Tuesday, October 19, 2004

Who Will Be The Next Woodward & Bernstein?

As reporters go, I have three heroes: Tom Junod of Esquire; Jake Tapper, formerly of Salon.com and Frank Rich of the New York Times.

Tom Junod writes with a richness and tone in his feature pieces that I have yet to come close to mimmicking. His appreciation piece about Mister Roger's ranks as one of the greatest articles in the venerable magazine's history.

Of course, I will never forget reading Jake Tapper's daily articles for Salon.com during the 2000 election. I have yet to read a reporter who is so adept at keeping the reader as riveted as Tapper's writing did for me four years ago. Why Jake are you wasting your talents at ABC News? You've went from writing beautiful prose to being their fact-checker during the past debates.

And now, The New York Times' Frank Rich has become my idol. Every Sunday, he cranks out informative columns teeming with such intensity and purpose, yet comes across honest and most notably thorough in his arguments. His view of our country is so clear and unfilitered that it almost seems false when matched against all the disinformation cable television and the corporate-owned networks spew.

Last Sunday's article titled, "Will We Need a New 'All the President's Men'?" [section2, p. 1] again captured all that is wrong with our current adminstration in Washington and their war against the media and placed it square against Nixon and the Watergate scandal.

Will this article be particularly prescient in the coming year? Rich writes:

"Our current presidency is now showing symptoms of a precancerous Watergate syndrome--as it is, daily--we have not yet reached that denouement immortalized by Hollywood, in which our scrappy heroes finally bring Nixon to heel in his second term. No we're back instead in the earlier reels of his first term, before the criminality of the Watergate break-in, when no one had heard of Woodward and Bernstein."

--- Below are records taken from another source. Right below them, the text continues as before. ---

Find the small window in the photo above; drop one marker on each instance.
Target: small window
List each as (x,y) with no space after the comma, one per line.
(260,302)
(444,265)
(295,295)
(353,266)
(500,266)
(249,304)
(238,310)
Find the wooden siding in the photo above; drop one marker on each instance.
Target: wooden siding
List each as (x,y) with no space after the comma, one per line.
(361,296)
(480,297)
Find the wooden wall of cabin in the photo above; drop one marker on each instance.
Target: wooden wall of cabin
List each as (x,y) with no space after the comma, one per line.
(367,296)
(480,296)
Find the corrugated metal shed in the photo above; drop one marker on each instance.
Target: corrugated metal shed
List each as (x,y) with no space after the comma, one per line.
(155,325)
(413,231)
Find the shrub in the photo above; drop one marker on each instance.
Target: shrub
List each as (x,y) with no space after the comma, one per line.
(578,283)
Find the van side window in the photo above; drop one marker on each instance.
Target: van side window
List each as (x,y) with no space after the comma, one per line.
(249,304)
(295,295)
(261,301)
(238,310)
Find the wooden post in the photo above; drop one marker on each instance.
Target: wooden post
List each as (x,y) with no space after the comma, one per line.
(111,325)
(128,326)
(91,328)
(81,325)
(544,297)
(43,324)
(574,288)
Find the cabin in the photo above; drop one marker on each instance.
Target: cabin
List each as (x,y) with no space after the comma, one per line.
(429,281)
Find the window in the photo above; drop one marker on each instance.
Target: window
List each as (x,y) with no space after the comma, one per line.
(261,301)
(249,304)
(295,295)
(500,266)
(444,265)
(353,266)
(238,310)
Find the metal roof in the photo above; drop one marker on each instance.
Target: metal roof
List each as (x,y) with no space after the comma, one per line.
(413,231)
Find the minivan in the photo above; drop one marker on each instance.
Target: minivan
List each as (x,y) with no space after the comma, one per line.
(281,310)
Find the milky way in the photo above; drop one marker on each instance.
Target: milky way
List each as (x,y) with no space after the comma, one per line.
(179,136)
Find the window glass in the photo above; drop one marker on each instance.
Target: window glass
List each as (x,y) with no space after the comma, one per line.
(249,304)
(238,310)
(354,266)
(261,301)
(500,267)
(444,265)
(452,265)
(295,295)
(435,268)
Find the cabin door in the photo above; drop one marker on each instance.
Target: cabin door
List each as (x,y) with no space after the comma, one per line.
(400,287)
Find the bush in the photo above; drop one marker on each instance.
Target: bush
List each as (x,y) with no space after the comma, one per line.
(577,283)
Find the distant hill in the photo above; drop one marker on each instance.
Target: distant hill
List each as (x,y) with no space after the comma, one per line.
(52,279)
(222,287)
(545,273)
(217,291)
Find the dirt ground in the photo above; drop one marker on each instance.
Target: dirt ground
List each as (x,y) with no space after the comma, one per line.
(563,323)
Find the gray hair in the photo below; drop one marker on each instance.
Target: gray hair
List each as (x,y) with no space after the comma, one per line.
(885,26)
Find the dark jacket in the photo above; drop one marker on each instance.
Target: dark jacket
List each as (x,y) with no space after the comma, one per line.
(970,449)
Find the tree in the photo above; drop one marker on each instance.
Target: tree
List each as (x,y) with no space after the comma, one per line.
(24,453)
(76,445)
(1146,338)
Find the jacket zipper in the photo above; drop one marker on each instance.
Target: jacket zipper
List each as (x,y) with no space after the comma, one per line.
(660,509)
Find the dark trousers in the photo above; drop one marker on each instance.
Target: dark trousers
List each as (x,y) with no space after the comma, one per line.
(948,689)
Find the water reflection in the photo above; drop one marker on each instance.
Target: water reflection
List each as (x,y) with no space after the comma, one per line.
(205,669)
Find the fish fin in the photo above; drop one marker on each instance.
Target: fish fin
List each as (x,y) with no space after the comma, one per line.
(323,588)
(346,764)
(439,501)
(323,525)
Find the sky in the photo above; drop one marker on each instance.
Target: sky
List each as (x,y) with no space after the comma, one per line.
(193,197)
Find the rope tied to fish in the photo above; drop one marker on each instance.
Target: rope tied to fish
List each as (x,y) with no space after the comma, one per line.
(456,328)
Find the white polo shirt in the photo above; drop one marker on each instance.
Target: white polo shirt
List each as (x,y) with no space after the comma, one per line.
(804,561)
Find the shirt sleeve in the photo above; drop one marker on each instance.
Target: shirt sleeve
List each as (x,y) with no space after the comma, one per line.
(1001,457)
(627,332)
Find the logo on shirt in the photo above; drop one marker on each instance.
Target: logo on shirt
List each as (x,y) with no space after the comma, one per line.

Rich goes on to compare the eerily similar situations of Nixon's Vietnam and Bush's Iraq:

Back then an arrogant and secretive White House, furious at the bad press fueled by an unpopular and mismanaged war, was still flying high as it kneecapped with impunity any reporter or news organizatioon that challenged its tightly enforced message of victory at hand."

What Frank Rich seems to do each week is to force out questions don't seem to be a part of the article but seemingly pop into your head. It's scary that the Bush adminstration has lifted so many tactics from Richard Nixon against the press. The question is: Who will be the next Woodward and Bernstein?

The media landscape in the early 70s was much different than it is today. Back in Nixon's era, just three network news divisions ruled television. It's debatable whether they had much autonomy in their reporting, but be assured none resembled anything close to today's Fox News. Newspapers back then were free of any media consolidation and thus more independent in their reporting.

It is safe to say that the next Woodward and Bernstein will not emerge from the current media conglomerates. Nowadays, independent news and thinking rules the internet. The internet will be the source of these stories of corruption and treason. These exposes will not arise from bloggers or amateurs on the net, though, but from an online 'zines such as Salon.com.

The problem is will a site like Salon.com be able to crack the headlines of corporate owned newspapers and TV network?

In March of this year, Salon.com reported with little fanfare, a scandal at an Iraqi prison named Abu Ghraib where American soldiers were rumored to be torturing Iraqi inmates. Readers of Salon.com waited nearly a month and a half to hear anything about this story on the national scene. It wasn't until 60 Minutes II had pictures that anyone took noticed.

Be careful of the media. They are not telling you everything you need to know. It's not hidden; keep looking for it.


Deessekadian said...

This is a great blog...mostly how it inspired me to look into what you referenced. I brushed up on the whole Watergate/Woodward & Bernstein story and read into thoughts of those who believe that there will be an uncovering of scandals of the current presidency to come. I agree with the fact that there is information out there far more truthful and unbiased than what we see on TV and in the newspaper. The mainstream American media is mostly crap. Extra, extra, read all about it: Fear everything, question nothing! But, the most valuable bit of info I got here today is the article(s) Tom Junod wrote of Fred Rogers. Wonderful, lovely, thank you very much! 143, Kerri

pryncess711 said...

You've always had an eye for journalism.. which dates back to Chabot.. when are you going to purse that dream anyway? your not getting any "younger"!... And you always have something to comment about the world through the media which you read. I bet you got it from the 4 newspapers you read everyday.. (right Milton?!!!) :)

Anonymous said...

I absolutely agree. Stop denigrating the educational system and claiming that it's beneath you and thus, you'll be bored by it. Just do it and actually make a difference that will have an impact on society! Become a teacher!! From a fellow teacher, you could be doing so much more. You really have an ingenius perspective. But I'm not one to gossip. Best of luck in your life. Carpe diem!